Atlanta is no real dream, but one deferred. Like the cities of the East and Midwest at the turn of the century, Atlanta is flourishing at the expense of its poor. The 117,000 who have migrated to the Georgia capital have found many of the same problems that they fled--like high crime and a displaced workforce. And they are discovering new difficulties such as lower wages and nonunion shops.
The problem with Atlanta is capitalism. Business interests control the city. And the job of the politicians, whether Black or white, is to make sure that the city runs smoothly.
That's why the deaths of the first 10 children were ignored by the Black mayor and the white corporate bosses. They did not wish to create a bad business climate by protesting the deaths of poor Black children. Yet a few years ago, when a white doctor was murdered in downtown Atlanta, there was a furor and a white panic. Front page news. The mayor, Maynard Jackson, created a special crime unit.

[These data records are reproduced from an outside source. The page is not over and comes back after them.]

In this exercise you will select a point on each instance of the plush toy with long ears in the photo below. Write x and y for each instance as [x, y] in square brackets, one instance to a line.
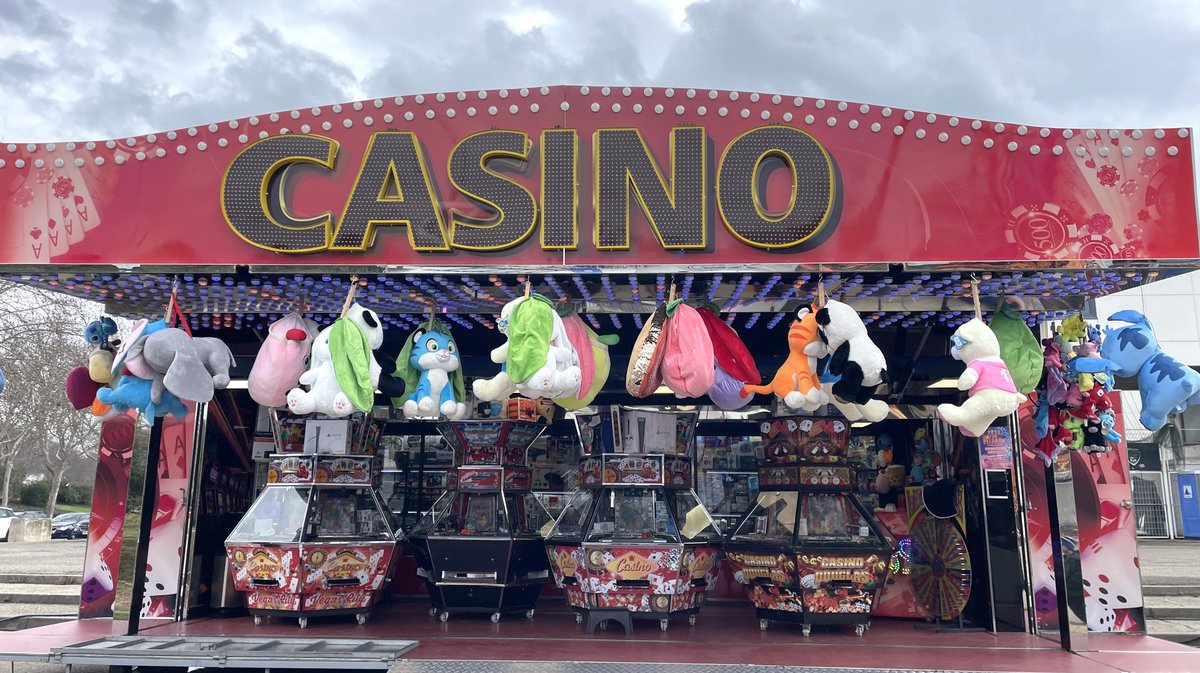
[645, 371]
[796, 380]
[538, 359]
[688, 364]
[729, 349]
[594, 361]
[281, 360]
[430, 366]
[990, 389]
[1019, 348]
[100, 334]
[1165, 384]
[343, 373]
[853, 358]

Update: Wayne Williams was accused of committing a majority of the Atlanta murders, but was only convicted in two cases. He has continued to maintain his innocence.
In 2005, journalists reported that Ku Klux Klan member Charles T. Sanders, an initial suspect in the investigation, had praised the murders in secretly recorded conversations.
Also in 2005, the sheriff of DeKalb County, Ga., reopened the cases of five children who were killed there, stating that he doubted Williams was responsible for their murders--but the reinvestigation came to an end when the sheriff resigned a year later. None of the other murders, which happened in Fulton County, Ga., have been reinvestigated.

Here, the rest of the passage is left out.